There are a few configuration variables (set with mmchconfig) that can be used to tune how quorum works:

  • tiebreakerDisks: This is a semicolon-delimited set of NSD names (use 1 or 3). These will become the tiebreaker disks. To revert to node quorum, set this variable to no.
  • minQuorumNodes: When tiebreaker quorum is used, this sets the minimum number of quorum nodes that must be in a partition containing the cluster manager (default is 1).

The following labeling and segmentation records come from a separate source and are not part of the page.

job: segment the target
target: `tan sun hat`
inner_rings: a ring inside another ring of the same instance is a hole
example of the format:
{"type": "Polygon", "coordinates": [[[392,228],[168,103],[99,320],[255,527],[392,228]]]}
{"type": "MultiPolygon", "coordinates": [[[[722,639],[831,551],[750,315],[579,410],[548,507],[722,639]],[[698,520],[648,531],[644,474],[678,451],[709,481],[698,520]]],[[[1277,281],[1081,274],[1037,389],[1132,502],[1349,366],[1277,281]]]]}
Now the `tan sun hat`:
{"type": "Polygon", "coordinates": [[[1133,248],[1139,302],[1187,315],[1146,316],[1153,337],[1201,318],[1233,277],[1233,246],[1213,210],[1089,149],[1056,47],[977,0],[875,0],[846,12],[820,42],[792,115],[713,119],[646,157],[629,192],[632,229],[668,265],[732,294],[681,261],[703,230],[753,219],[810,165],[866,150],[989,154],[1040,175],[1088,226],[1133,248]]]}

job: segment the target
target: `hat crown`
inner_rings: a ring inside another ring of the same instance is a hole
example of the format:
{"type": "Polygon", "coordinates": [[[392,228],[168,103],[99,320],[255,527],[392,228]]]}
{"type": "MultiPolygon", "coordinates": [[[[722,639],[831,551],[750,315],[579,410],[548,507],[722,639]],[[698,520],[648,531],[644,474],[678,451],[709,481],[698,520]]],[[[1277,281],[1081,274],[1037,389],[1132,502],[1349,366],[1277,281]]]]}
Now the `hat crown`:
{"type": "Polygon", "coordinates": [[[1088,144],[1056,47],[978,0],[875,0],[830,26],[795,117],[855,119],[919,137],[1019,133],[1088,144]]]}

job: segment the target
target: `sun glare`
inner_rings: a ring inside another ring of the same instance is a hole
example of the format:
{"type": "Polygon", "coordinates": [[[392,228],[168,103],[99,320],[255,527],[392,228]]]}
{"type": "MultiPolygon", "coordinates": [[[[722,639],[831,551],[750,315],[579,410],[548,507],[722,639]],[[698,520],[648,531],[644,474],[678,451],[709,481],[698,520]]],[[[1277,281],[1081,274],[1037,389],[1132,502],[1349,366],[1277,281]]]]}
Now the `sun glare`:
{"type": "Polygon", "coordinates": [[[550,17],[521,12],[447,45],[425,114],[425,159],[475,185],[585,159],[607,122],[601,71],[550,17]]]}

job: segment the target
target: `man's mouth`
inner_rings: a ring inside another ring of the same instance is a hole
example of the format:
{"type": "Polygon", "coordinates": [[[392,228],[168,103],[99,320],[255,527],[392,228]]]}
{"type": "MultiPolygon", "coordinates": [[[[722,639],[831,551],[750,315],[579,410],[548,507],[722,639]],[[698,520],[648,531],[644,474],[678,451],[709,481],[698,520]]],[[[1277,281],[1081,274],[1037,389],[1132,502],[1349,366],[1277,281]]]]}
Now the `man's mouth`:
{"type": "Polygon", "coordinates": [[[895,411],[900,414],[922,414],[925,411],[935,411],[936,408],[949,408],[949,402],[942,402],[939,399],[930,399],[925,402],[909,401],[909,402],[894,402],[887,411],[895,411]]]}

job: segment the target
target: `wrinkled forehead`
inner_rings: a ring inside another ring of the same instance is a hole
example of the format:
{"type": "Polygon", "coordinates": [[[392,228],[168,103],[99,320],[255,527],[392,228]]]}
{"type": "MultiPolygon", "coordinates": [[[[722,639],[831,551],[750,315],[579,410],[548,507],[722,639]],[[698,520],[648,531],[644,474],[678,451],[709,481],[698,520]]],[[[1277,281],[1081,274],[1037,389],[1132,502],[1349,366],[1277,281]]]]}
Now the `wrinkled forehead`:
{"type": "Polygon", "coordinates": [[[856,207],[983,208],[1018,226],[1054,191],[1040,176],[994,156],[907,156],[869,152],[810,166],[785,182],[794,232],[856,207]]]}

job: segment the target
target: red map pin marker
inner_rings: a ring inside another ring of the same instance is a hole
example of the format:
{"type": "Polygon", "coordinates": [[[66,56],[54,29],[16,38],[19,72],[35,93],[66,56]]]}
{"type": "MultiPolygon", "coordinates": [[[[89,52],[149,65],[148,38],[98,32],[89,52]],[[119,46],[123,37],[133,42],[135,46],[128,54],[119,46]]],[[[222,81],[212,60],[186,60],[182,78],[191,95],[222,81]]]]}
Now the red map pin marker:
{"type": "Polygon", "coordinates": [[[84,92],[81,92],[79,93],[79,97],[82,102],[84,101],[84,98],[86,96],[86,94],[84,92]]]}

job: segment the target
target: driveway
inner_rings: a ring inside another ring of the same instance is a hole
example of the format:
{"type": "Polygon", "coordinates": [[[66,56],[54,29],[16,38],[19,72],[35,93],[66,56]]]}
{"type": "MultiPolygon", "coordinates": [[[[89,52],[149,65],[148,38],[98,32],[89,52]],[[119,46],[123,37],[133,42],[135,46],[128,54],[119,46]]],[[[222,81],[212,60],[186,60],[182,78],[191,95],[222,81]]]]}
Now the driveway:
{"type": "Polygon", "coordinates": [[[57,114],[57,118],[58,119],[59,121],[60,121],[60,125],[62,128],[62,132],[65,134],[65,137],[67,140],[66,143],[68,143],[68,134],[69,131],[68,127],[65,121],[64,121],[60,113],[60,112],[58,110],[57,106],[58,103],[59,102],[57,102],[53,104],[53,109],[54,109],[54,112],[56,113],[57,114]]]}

There is also a callback, tiebreakerCheck, that may be used in conjunction with tiebreaker disk quorum. It can invoke tests to determine whether or not a node should be eligible to be the cluster manager.

The CCR mechanism has some timeouts ranging from 45 seconds to 2 minutes. These are not tunable, but extremely poor networks may cause trouble if these limits are reached.

Tuning disk leasing

The disk leasing mechanism can also be tuned. Some of the configuration variables are:

  • failureDetectionTime: How many seconds it takes to detect a node is down (default is 35 seconds, same duration as a disk lease).
  • leaseRecoveryWait: When a node fails, wait until known leases expire, then wait this many seconds, before starting recovery. Default is 35 seconds. Intent is to give “in-flight” I/O time to get through controllers on to disks.
  • usePersistentReserve: enables SCSI persistent reserve for disk fencing. Please check documentation for guidance.
  • minMissedPingTimeout, maxMissedPingTimeout: Sets the range in which calculated “missed ping timeout” (MPT) may fall (default between 3 and 60).
  • The default MPT is leaseRecoveryWait-5.
  • After a lease expires, the cluster manager will ping a node, waiting MPT seconds for a response. After that, the node is expelled.
  • totalPingTimeout: Nodes responding to ICMP pings but not sending heartbeats will be declared after this timeout (default 120 seconds).